Despite the defiance, there is evidence to suggest DeSantis is becoming more aware that some of his extreme actions in Florida might not be popular on the national stage.

He has largely avoided the debate over abortion after signing a six-week ban in his home state; and, significantly, made a legal move this week seeking to postpone the trial in Disney’s lawsuit against him until after the 2024 election. A wave of Republicans, including the former New Jersey governor Chris Christie, a presidential nomination rival, have accused DeSantis of betraying conservative values by retaliating against a private company for disagreeing with him.

One national issue DeSantis believes will be a winner for him is his stance on immigration. He has made several trips to the border, where he has committed Florida law enforcement resources to combat what he calls “Biden’s border crisis”.

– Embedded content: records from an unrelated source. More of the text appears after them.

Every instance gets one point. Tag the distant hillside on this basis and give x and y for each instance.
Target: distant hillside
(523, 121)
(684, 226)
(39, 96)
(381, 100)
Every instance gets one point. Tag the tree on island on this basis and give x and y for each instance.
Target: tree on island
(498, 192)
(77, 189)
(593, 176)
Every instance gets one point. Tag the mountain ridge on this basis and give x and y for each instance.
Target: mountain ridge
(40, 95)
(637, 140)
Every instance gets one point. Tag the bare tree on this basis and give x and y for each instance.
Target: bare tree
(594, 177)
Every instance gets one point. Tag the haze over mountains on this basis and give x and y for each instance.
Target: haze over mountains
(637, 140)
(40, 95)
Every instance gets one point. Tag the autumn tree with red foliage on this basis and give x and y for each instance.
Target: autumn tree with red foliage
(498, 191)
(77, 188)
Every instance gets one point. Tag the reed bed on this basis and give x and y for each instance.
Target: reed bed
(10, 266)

But immigration advocates think DeSantis’s agenda and proposals will put off even more voters.

“He wants to overturn the 14th amendment, indefinitely detain children, and create a mass-deportation regime that would uproot families and destabilize communities across the country. It’s as ugly as it is unworkable,” said Zachary Mueller, political director of America’s Voice.

“It encapsulates the Republican party’s ongoing descent into dangerous extremism on immigration, all politics and red meat for the base and no real solutions or efforts to move beyond perpetual chaos, fearmongering, and bigoted extremes.”

Craig, meanwhile, believes DeSantis is running short on both time and personality.

“I used to view him as fairly charismatic, but his recent performance seems to belie that,” he said.

“Maybe he can smooth it out. Richard Nixon wasn’t Mr Charisma and he got elected, so it’s certainly not impossible.

“But DeSantis is facing the big guy and I don’t think he’s got a lot of room left. He needs to gain momentum somehow in the next month or two or some of the people who would like to move on from Trump may also decide it’s time to move on from DeSantis.”